I stood up to show Jasper my new navy blue suit. For a tie, I used a broad piece of black satin and pinned it with a silver brooch. The brooch was purchased from my first pay on this job.
“Well, if I may remind you,” Jasper stood up from his seat. He wiped his fingers on his handkerchief and approached me. “I would like to see you with your hair long again.”
“Oh?” I tilted my head.
He brought out from his coat pocket a small slender box. “For you, my dear,” he held the box out to me.
Taking it I opened the box. Inside was a brass hairpin with a bright red gem.

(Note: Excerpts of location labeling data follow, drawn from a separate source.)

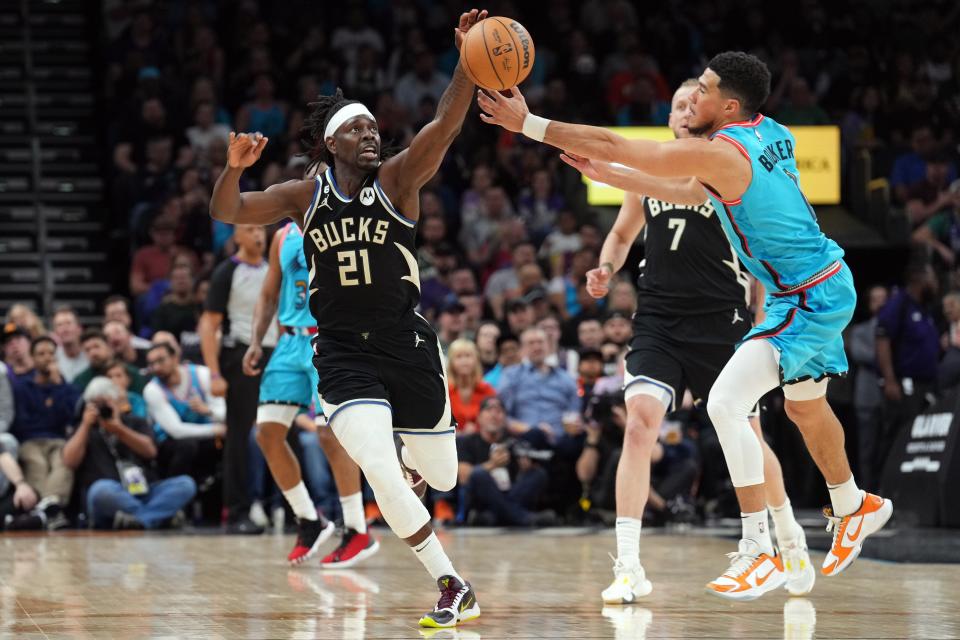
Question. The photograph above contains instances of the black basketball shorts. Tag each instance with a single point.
(676, 353)
(401, 366)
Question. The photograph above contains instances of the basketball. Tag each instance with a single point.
(497, 53)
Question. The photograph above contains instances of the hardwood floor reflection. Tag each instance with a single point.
(537, 585)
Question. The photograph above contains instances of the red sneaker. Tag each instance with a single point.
(310, 535)
(355, 548)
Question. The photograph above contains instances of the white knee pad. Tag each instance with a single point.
(434, 456)
(366, 432)
(751, 372)
(806, 390)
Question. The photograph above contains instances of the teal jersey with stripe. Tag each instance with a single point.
(772, 227)
(293, 310)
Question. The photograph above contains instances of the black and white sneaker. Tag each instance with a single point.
(414, 479)
(457, 604)
(310, 535)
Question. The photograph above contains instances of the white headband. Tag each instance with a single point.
(352, 110)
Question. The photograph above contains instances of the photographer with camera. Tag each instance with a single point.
(45, 405)
(112, 453)
(501, 481)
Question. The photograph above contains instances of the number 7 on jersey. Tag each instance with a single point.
(679, 224)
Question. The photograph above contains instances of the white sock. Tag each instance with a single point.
(628, 540)
(756, 528)
(430, 552)
(352, 507)
(300, 502)
(787, 527)
(846, 497)
(407, 458)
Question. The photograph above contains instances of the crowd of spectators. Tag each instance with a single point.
(505, 238)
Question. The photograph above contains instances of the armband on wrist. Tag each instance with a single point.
(535, 127)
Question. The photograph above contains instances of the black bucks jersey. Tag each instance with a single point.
(361, 256)
(689, 267)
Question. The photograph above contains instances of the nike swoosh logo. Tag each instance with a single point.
(853, 538)
(761, 580)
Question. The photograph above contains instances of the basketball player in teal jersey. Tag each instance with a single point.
(744, 162)
(692, 310)
(287, 389)
(379, 363)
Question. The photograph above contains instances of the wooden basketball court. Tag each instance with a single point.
(530, 585)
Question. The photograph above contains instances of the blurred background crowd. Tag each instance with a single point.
(505, 239)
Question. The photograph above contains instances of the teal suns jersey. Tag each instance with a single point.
(293, 310)
(772, 227)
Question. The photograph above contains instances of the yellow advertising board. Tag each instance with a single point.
(817, 154)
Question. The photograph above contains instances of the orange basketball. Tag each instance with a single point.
(497, 53)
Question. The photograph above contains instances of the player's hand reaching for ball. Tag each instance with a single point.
(507, 111)
(245, 149)
(598, 281)
(467, 20)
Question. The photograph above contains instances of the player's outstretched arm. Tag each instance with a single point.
(617, 245)
(716, 163)
(412, 168)
(687, 191)
(227, 204)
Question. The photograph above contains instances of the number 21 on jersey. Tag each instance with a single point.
(354, 269)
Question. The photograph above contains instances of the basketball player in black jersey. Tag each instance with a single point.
(691, 312)
(379, 362)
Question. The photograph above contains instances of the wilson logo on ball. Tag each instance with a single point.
(497, 53)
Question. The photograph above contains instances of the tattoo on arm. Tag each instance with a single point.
(456, 98)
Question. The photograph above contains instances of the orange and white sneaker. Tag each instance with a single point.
(752, 573)
(850, 531)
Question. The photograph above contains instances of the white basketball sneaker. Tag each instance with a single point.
(629, 583)
(752, 573)
(797, 566)
(850, 531)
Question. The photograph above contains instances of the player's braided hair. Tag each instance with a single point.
(316, 123)
(744, 77)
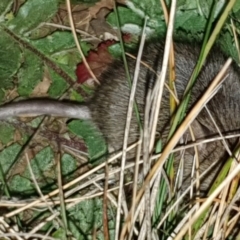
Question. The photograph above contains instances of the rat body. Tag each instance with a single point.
(108, 107)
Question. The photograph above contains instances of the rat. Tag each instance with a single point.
(108, 107)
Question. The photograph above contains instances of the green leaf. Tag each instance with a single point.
(92, 137)
(21, 185)
(32, 14)
(6, 133)
(30, 74)
(68, 164)
(4, 6)
(8, 156)
(58, 86)
(10, 58)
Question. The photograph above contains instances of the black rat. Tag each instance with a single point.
(108, 108)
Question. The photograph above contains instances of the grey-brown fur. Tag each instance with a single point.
(109, 106)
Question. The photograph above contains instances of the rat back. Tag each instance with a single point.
(109, 105)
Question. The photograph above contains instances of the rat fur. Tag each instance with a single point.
(108, 107)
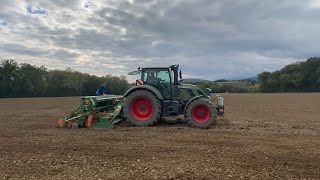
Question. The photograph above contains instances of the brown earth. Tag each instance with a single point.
(261, 136)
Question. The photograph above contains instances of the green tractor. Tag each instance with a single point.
(159, 93)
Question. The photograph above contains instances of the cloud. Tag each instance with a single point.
(209, 39)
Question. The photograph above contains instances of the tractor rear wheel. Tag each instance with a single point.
(200, 113)
(142, 108)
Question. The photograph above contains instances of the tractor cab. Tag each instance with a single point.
(164, 79)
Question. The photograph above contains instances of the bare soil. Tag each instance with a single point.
(261, 136)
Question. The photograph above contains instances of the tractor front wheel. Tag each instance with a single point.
(200, 113)
(142, 108)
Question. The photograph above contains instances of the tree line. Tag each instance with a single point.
(25, 80)
(296, 77)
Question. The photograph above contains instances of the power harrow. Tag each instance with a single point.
(95, 112)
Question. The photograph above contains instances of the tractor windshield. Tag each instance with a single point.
(160, 79)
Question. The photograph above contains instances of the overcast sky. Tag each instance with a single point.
(210, 39)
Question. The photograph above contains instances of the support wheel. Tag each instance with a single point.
(200, 113)
(142, 108)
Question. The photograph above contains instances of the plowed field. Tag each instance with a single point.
(261, 136)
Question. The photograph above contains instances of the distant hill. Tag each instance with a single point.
(194, 80)
(250, 79)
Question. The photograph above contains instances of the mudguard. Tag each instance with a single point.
(190, 100)
(147, 87)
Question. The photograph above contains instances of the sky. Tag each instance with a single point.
(209, 39)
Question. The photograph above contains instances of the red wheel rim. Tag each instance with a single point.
(141, 108)
(201, 113)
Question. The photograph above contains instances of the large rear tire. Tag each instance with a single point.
(142, 108)
(200, 113)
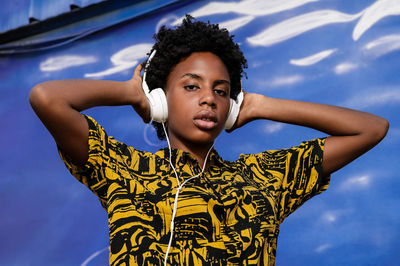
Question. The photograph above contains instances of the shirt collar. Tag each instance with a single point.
(180, 157)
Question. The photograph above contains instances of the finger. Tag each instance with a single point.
(136, 73)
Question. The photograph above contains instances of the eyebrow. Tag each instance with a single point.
(195, 76)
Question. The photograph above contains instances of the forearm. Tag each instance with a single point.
(352, 133)
(332, 120)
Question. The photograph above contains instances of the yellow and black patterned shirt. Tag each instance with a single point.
(229, 215)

“It’s not a ruby, but,” Jasper said shyly, “I would be honoured if you accepted it – celebrating our…partnership.”
“Thank you,” I smiled. “To me it is a ruby.”
“Give a dwarf a ruby and he will be your brother for life.” Jasper quoted the proverb. “Do you know why it is a ruby?”
I shook my head.
“In ancient times, dwarves gave their brothers rubies or garnets as a symbol of being blood brothers.” He then added, “Do you know why I am giving you a red stone?”

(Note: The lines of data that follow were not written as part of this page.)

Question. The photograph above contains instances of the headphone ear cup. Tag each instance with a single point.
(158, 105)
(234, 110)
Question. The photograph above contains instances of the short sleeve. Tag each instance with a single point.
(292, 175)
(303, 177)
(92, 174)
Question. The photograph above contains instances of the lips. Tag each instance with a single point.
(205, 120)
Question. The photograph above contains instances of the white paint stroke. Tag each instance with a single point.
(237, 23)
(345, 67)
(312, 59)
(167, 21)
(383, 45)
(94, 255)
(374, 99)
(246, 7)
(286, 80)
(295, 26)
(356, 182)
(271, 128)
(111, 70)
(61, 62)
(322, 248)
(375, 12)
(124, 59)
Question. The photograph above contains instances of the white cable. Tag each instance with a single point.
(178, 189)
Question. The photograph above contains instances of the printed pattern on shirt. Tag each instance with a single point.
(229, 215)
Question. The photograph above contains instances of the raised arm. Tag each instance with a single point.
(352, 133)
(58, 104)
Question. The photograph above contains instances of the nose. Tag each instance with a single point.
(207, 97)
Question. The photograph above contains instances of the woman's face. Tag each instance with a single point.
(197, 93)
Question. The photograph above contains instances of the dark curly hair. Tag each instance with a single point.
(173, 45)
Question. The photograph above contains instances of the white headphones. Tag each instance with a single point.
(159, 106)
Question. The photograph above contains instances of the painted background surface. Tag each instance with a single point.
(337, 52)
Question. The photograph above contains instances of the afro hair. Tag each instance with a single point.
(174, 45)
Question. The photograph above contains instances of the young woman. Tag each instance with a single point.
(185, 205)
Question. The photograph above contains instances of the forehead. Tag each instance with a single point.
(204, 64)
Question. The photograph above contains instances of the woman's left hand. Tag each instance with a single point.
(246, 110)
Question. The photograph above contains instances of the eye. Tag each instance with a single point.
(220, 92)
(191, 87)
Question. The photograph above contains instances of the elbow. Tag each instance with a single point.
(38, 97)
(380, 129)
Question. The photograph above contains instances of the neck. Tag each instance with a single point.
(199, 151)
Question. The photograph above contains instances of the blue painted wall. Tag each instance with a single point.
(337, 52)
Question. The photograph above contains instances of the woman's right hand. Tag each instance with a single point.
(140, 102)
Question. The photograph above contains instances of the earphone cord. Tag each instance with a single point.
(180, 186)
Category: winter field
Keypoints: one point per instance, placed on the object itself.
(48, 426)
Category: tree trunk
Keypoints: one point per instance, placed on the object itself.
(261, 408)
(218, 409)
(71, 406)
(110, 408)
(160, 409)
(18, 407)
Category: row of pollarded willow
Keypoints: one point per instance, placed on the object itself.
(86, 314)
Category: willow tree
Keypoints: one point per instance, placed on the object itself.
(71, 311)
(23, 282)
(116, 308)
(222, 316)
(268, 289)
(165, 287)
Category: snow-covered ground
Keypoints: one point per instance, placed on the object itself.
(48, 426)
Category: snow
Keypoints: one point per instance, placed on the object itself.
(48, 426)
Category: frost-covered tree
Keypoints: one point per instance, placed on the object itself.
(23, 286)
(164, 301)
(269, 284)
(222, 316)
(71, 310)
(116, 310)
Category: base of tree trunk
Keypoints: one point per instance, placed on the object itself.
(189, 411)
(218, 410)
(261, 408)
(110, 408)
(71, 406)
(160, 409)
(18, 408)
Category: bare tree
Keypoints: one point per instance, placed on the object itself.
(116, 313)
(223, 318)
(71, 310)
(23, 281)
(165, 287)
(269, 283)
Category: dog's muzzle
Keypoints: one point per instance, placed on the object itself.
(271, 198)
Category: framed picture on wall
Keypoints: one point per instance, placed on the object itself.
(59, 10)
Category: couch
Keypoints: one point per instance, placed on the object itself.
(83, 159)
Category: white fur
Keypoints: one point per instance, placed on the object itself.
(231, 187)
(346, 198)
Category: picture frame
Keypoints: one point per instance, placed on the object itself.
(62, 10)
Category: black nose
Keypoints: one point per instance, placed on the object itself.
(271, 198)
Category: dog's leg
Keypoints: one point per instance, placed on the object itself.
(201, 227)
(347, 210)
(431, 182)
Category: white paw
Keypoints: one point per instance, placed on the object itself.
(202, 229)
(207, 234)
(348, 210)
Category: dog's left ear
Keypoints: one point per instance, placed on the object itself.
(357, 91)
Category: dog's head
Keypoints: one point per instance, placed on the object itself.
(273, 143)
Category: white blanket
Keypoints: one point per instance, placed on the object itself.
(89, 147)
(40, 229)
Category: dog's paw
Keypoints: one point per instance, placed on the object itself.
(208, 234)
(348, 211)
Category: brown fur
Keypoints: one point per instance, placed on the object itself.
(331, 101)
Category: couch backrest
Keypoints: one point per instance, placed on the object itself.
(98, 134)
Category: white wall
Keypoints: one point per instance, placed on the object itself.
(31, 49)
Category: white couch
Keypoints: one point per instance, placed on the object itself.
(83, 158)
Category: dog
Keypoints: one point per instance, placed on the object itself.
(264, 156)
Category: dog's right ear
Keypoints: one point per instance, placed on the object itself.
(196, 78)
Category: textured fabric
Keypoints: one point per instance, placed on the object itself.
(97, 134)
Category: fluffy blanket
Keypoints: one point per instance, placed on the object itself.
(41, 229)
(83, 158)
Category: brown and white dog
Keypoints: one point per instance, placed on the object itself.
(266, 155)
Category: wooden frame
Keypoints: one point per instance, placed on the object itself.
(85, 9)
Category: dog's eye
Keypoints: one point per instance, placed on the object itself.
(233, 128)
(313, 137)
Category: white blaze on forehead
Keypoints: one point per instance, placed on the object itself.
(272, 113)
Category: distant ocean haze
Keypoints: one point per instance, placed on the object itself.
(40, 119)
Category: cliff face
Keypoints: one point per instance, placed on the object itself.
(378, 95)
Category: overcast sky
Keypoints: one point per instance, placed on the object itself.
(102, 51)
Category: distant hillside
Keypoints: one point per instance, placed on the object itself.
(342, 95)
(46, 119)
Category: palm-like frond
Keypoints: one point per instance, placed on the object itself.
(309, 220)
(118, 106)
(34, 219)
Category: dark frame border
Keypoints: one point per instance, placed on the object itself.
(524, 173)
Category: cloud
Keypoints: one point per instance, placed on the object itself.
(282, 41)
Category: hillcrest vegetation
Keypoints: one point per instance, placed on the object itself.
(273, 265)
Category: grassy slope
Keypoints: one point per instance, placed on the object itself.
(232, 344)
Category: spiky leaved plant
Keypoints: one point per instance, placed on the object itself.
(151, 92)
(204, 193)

“You want to be my brother?”
“Well, not exactly. When a dwarf gives a woman a ruby it is his promise that he will treasure her.”
“Well,” I was not sure what to say to him other than, “That is quite a commitment.”
“I intend to make that commitment.” Jasper plucked the pin from the box and tucked it into my hair behind my ear.
“Jasper,” I placed my hand over his.
“Rook, or Dickon, called you ‘Aryn’. Why?”
Jasper hesitated. “Cassisa, I –”
“If you do not feel comfortable in telling me, you don’t have to. But if you want to have a relationship with me, I would like to have one without any secrets.” I was remembering my last two marriages where each of my husbands’ secrets brought me heartache.
Jasper’s other hand went behind my head and brought me closer to him. “I will be very honest with you, but I am afraid to tell you my secrets, because of what it may bring.”
“I am aware that some histories could affect people…” I closed my eyes and said a silent prayer for courage make the best choice. “But I have decided to love you regardless who you are and where you came from.”
He pressed his lips to my ear and whispered, “Aryn Phineas.”
I looked up at him.
“That is my real name,” he explained, “I was the youngest son of King Benik of O’Lirr.”
I was confused. “Aryn?”
“Dickon Pruner was my body double and personal body guard.” He continued after a pause, “I was adopted by a relative of Mercury Blake.”
“Blake? As in –” I pointed at him. Rather rude of me, but I was not sure how voice my thoughts.
He nodded. “Mercury was my second body double and bodyguard. I came to Nordica when I was twelve with his uncle who later adopted me.”
“Wait a minute! Aryn Phineas. The Aryn Phineas who was believed to be killed with his family during O’Lirrean revolution?”
“The very same.”
Recalling the initials “A.P.” left for Jasper and his panic upon seeing it now made sense.
“Cassisa,” I looked at him and saw his face sad and worn. “I want to be clear with you. I have no land, no title, and no riches that I could give you from my old background; all that is lost with my family during the revolution. I could only give you,” he stretched his arms, “myself as I am. Will you please accept me?”
“Of course I would. Besides,” I put my arms around him and buried my face in his chest. “I only know you as Jasper Blake and I will call you exactly that.”
He returned my embrace. “Thank you,” he said as he kissed the top of my head.